Recently, Millett et al⁸ reported on the largest series of patients after scapulothoracic bursectomy and partial scapulectomy. Twenty-one shoulders were evaluated at a mean 2.5 years postoperative. Nineteen patients had a bursectomy and scapulectomy while 2 had a bursectomy alone. ASES scores improved from 53 to 73 points, and VAS pain scores decreased from 9 to 5. Patient satisfaction was higher in females than males. Younger patients had smaller improvements in ASES scores and were less satisfied than older patients. Patients who had a bursectomy alone were less satisfied than those undergoing bursectomy and scapulectomy. Thirteen percent of patients required a revision procedure. The authors concluded that while pain and function may be improved after bursectomy and scapuloplasty, the final outcome scores remain lower than expected.

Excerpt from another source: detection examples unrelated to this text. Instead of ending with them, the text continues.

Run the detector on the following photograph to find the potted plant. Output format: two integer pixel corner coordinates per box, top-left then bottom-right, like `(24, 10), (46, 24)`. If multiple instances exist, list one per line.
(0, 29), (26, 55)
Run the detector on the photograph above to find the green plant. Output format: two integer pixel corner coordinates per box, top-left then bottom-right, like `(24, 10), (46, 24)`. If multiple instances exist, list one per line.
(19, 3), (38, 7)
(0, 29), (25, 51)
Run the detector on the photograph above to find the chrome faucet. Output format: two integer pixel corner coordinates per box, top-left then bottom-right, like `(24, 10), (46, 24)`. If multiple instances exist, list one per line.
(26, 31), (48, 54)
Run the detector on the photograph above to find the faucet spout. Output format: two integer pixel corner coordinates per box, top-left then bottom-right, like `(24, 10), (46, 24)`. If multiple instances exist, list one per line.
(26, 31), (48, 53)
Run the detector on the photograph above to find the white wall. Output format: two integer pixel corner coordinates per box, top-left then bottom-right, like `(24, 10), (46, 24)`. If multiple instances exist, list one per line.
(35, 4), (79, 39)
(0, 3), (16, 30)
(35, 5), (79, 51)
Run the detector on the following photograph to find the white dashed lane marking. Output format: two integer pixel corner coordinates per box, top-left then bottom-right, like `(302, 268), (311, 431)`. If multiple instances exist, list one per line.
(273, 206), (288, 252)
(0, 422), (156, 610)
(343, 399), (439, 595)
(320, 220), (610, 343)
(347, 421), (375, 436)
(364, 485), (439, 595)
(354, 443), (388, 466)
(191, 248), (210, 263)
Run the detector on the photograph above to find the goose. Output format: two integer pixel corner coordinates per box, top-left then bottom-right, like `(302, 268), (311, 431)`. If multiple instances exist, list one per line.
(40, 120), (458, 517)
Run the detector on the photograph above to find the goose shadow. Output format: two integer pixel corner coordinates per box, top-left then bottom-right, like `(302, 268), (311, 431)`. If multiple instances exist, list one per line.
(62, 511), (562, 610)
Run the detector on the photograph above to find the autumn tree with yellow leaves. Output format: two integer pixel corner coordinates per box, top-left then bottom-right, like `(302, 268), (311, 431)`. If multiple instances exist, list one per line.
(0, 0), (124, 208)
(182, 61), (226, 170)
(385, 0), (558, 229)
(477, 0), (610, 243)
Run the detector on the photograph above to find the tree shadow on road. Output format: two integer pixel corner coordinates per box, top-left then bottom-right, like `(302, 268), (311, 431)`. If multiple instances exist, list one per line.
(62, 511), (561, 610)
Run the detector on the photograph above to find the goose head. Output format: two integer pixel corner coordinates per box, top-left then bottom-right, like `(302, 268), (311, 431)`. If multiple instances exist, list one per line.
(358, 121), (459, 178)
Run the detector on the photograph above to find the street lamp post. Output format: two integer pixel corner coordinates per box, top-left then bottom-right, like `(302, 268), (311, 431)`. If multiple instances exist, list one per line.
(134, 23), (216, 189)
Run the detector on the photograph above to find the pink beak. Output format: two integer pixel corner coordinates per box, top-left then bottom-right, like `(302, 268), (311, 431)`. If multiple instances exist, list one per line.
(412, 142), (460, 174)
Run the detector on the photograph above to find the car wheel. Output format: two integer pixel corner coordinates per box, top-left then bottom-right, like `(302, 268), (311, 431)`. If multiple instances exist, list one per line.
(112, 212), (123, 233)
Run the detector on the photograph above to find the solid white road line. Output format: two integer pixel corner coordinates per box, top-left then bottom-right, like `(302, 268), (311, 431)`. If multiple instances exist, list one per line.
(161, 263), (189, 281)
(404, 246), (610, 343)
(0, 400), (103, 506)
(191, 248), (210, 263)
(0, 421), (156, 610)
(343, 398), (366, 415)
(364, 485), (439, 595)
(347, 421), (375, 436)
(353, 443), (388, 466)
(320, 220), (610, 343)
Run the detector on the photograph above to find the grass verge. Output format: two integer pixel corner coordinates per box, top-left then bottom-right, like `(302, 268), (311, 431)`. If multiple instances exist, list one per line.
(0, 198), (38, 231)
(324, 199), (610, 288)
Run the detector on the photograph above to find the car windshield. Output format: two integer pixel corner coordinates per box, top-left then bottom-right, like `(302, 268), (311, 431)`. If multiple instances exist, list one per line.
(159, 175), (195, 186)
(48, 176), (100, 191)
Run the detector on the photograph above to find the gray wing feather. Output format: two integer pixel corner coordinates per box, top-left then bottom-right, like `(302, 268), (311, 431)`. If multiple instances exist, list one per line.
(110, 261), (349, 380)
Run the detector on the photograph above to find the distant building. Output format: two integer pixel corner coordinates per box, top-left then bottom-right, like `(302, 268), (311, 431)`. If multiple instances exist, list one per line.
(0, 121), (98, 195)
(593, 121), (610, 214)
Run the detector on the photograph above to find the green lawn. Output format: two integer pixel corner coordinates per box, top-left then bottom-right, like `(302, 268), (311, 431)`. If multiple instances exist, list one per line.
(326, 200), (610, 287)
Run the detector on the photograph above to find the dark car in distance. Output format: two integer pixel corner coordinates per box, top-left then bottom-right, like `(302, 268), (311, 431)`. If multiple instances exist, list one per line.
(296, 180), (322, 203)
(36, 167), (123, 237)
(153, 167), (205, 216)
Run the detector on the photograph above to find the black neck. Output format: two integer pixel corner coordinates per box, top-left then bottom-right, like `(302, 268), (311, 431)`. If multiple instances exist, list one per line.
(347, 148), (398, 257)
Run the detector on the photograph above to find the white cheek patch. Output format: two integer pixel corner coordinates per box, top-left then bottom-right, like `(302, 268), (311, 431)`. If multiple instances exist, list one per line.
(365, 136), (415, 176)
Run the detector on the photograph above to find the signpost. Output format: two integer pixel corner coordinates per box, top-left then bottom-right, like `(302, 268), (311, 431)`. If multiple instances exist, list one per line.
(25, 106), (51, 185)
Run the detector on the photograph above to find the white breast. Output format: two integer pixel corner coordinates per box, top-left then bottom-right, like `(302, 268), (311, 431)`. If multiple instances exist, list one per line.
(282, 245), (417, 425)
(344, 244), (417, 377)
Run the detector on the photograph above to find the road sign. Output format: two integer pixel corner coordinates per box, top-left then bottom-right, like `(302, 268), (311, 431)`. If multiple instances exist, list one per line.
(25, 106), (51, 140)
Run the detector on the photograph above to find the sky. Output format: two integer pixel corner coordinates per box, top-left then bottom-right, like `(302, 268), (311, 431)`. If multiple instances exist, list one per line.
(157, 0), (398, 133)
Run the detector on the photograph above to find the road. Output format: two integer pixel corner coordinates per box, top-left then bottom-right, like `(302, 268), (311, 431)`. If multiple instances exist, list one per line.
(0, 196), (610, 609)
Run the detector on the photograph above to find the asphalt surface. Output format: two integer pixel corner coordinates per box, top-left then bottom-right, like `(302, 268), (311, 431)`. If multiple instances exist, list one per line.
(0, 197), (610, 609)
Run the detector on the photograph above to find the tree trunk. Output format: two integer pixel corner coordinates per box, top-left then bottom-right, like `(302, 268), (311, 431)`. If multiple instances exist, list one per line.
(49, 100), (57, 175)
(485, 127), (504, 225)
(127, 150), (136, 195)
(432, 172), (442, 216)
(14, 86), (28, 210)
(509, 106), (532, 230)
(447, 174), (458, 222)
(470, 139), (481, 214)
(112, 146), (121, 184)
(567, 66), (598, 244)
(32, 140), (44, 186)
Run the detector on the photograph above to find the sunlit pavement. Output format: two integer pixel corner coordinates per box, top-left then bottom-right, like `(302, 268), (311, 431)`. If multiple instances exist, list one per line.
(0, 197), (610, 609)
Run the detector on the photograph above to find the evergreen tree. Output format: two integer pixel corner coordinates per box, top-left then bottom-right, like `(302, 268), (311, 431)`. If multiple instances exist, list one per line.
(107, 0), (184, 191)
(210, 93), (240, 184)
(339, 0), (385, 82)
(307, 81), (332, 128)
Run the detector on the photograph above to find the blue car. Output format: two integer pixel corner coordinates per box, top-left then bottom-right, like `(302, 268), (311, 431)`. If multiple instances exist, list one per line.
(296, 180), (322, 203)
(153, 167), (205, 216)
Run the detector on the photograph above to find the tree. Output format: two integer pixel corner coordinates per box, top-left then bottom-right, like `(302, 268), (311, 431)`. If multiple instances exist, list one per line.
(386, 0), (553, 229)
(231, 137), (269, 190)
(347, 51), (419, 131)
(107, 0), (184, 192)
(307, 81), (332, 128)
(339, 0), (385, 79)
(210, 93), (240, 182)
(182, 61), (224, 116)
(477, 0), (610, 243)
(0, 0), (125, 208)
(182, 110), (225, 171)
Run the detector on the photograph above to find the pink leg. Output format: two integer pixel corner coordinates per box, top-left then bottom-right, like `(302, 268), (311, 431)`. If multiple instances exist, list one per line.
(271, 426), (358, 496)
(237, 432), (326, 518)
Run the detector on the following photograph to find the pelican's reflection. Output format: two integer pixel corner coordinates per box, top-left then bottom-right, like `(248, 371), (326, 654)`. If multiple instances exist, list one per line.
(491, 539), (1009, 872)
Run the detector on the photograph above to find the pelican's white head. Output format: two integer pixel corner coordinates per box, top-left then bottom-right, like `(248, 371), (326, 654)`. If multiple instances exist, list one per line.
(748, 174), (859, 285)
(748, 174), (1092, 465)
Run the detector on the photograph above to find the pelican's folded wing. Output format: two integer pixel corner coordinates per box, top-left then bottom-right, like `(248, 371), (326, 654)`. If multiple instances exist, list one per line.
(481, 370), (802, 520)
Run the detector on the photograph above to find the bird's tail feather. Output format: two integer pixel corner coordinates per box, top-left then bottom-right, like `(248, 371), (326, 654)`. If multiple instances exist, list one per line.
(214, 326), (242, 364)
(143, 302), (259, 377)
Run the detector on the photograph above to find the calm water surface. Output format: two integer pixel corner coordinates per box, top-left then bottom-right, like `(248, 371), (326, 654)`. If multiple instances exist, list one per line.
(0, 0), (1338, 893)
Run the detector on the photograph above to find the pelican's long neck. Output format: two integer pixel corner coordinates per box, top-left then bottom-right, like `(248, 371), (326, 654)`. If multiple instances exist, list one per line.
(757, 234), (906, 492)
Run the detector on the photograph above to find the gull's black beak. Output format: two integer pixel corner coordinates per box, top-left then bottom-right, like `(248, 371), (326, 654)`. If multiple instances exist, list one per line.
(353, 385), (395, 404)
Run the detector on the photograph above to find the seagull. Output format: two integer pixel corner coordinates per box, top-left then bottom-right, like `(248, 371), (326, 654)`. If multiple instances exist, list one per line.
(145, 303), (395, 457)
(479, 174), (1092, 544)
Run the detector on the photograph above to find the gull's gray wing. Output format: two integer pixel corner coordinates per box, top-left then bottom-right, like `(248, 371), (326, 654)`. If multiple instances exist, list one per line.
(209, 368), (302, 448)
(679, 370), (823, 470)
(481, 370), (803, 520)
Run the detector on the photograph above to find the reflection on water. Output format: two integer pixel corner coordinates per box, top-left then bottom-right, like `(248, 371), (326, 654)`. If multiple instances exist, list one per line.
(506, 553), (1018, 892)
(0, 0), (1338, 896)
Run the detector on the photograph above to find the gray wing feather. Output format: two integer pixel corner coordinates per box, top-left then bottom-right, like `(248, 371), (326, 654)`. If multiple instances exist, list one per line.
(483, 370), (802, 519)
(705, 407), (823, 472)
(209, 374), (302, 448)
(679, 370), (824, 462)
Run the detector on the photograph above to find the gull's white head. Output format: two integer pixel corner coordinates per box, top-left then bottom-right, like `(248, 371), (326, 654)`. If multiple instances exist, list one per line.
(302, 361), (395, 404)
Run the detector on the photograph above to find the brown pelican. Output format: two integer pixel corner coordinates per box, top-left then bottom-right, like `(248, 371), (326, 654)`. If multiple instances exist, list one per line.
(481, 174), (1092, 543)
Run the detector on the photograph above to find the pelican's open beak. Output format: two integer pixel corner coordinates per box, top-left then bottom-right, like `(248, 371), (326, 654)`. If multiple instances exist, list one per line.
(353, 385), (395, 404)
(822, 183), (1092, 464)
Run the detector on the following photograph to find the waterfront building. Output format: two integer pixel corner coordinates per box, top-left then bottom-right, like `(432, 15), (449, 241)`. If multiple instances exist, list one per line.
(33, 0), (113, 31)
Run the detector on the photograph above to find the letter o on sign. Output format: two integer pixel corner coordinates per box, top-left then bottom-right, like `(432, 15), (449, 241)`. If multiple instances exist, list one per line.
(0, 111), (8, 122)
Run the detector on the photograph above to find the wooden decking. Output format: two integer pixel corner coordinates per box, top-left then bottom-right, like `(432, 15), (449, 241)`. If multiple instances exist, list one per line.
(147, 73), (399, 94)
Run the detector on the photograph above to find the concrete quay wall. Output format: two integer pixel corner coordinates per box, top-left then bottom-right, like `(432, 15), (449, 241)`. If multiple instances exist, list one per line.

Comparing our results with the published data, our patients had reductions in pain levels similar to Harper et al.³ Similar to the results of Pearse et al¹¹ and Chan et al,² many patients in our study still had residual mechanical symptoms despite a very limited number of those having pain associated with the symptoms. Chan et al² had reliable outcomes with high levels of satisfaction, with the only fair outcome in a workers’ compensation patient. While the workers’ compensation patient in our study was also a clinical failure based on the ASES score, the patient was still satisfied and would have undergone the procedure again. Our mean postoperative ASES scores were very similar to those reported by Millett et al⁸ (80.1 vs 73, respectively). Despite similar values, we determined that those patients with low ASES scores still reported satisfaction with the procedure and that they would undergo the procedure again. Finally, we noted that residual shoulder-related symptoms are likely to reduce outcomes despite maintaining patient satisfaction. This finding has not been reported in prior studies.^2,3,8,10,11 Assimilating all information from prior studies as well as the current study, risk factors for inferior clinical outcomes include failure to perform a scapuloplasty, workers’ compensation status, scapular winging, scoliosis, young male patients, and patients with residual shoulder-related pathology.^2,3,8,10,11

Limitations of the current study include a small sample size, limiting the ability to perform a strong statistical analysis of factors influencing outcomes. In general, scapulothoracic bursitis resistant to nonoperative measures is an uncommon problem; therefore, the number of surgically treated patients is small. Second, we looked at patients with a minimum 1-year follow-up after the surgical procedure. While the 2-year outcome is often recommended to evaluate the functional outcomes after surgical reconstruction, patients are typically released to full activity without restrictions at 6 weeks postoperative. Twelve months is a reasonable length of time for the improvement in outcomes after this type of debridement procedure to stabilize. Third, more than half of these patients had concomitant pathologies, which may be confounders that influence the outcomes. Finally, data were reviewed retrospectively. Despite the retrospective nature of the study, all outcome data, including the SST and VAS pain scores, were collected prospectively.

Conclusion

Scapulothoracic bursectomy with partial scapulectomy is a reliable treatment for scapulothoracic bursitis with predictably high rates of patient satisfaction. Improvement in functional outcomes and pain relief are reliably achieved after surgical treatment, although poorer outcomes can be seen in workers' compensation patients as well as those with residual symptomatic shoulder pathology. Despite these poorer outcomes, patient satisfaction and willingness to undergo the procedure again remains high. Therefore, these should not be considered strict contraindications.